Limitations & Future Work

  • The accuracy of Flow-PID depends on how well the normalizing flow approximates the true distribution; complex distributions may require more expressive flow architectures.
  • The current framework handles only two-source PID; extension to multiple sources is theoretically feasible but increases complexity.
  • No ground-truth PID is available for real datasets, necessitating evaluation via indirect metrics.
  • The whitening preprocessing in Thin-PID assumes independent noise, which may be too strong an assumption in certain settings.
  • No direct comparison is made with neural mutual information estimators such as MINE.
  • vs. CVX/BATCH: CVX is limited to discrete small-scale data; BATCH uses neural network parameterization but achieves poor accuracy (synergistic information is severely underestimated).

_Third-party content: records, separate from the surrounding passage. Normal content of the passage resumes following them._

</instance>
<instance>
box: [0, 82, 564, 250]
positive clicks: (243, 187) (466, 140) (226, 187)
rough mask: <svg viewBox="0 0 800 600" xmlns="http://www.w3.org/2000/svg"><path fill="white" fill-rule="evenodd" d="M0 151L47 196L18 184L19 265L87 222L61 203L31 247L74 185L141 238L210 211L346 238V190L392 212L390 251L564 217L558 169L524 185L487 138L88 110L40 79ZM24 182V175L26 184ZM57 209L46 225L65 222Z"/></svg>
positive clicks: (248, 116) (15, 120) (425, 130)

Flow-PID is accurate and efficient on continuous high-dimensional data.
  • vs. Tilde-PID: Shares the same Gaussian PID definition but is approximately 10× slower and does not prove the optimality of the Gaussian solution.
  • vs. MINE/NWJ: These methods estimate MI only and cannot be directly applied to PID, which additionally requires optimization over a constrained distribution set.

Rating

  • Novelty: ⭐⭐⭐⭐ Resolving an open problem and the flow encoder design both demonstrate originality.
  • Experimental Thoroughness: ⭐⭐⭐⭐ Ground-truth validation on synthetic data; coverage of multiple real-world benchmarks.
  • Writing Quality: ⭐⭐⭐⭐ Rigorous mathematical exposition and clear paper organization.
  • Value: ⭐⭐⭐⭐ Extends PID to practical multimodal scenarios with important implications for understanding modality interactions.